If you are seeking a career in film editing, Aditya Warrior, film editor, director, and creative head at Warriors Touch, offers some valuable tips. Warrior, has over three decades of experience in production, direction, advertising, TV series and films. Warrior, along with Sahil Kajale, visual promotions head, Warriors Touch, was in town to conduct a session on films and trailor editing at a literary festival where he spoke about the skills needed to be a film editor.
Warriors Touch has done editing for films like Neerja, Manto, Goliyon Ki Raasleela — Ram-Leela, Omerta, Shaandaar etc has been working with production companies such as Dharma Productions, Bhansali Productions, Eros International, Viacom 18 Motion Pictures, Reliance Entertainment, ALT Balaji and so on.
Says Warrior, “Editing is where the story really comes together. You take a lot of effort to decide which shots to use, how you put them together, and how you use sound because that will make a lot of difference to the overall feel of the film.” As a beginner, you need to know the right tools and software to do basic editing. “Adobe Lightroom, Avid Media Composer and Adobe Premiere Pro are some of the most commonly used tools which make editing easier and impactful. However, more than software, reading the film’s script carefully and over and over again will give you a better perspective of the way you want to approach editing a particular film,” he suggests.

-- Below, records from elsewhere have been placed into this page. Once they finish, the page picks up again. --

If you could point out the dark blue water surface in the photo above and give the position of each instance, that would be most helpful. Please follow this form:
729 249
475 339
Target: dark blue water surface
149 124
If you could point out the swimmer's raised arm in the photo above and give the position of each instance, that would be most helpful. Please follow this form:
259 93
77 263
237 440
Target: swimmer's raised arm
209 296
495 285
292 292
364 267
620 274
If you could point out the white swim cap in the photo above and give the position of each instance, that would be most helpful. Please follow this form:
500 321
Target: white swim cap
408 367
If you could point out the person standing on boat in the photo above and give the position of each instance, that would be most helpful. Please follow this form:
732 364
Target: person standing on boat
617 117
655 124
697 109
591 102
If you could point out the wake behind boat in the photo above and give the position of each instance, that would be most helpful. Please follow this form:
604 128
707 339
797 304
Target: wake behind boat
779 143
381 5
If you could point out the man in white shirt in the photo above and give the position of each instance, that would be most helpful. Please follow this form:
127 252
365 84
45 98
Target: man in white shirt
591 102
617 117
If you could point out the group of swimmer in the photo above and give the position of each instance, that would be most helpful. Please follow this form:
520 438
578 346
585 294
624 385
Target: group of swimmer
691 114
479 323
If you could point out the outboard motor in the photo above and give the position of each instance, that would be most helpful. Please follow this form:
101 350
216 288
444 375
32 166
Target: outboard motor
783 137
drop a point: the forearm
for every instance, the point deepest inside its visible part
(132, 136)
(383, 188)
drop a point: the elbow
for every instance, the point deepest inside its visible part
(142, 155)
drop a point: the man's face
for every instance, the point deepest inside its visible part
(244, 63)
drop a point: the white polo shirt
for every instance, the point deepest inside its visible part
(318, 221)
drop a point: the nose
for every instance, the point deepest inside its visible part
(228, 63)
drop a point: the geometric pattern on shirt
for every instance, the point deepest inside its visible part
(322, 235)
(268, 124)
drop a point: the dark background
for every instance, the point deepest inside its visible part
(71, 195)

When asked how important it is to seek the director’s opinion while editing, Warrior says that before you begin you must ideate with the director and producer of the film. “You have to consider the director’s point of view and share your perception with him/ her and then bind all the elements together to get the desired result. As an editor, your focus should always be on storytelling and you must find a story in everything you see in a film and script, and then start deciding what shots you want to use — each shot has to tell a story. Your job is to add feelings to every shot you select,” he advises.
An editor’s job is like solving a jigsaw puzzle where your job is to put pieces of the puzzle together. Says he, “You need a lot of patience. You have to go through the film and edit it several times, even if it demands you to watch and edit it 100 times. If you don’t have patience, you are going to lose out on a lot of details which may be important to the film. Every time you watch a film, you find something new and different.”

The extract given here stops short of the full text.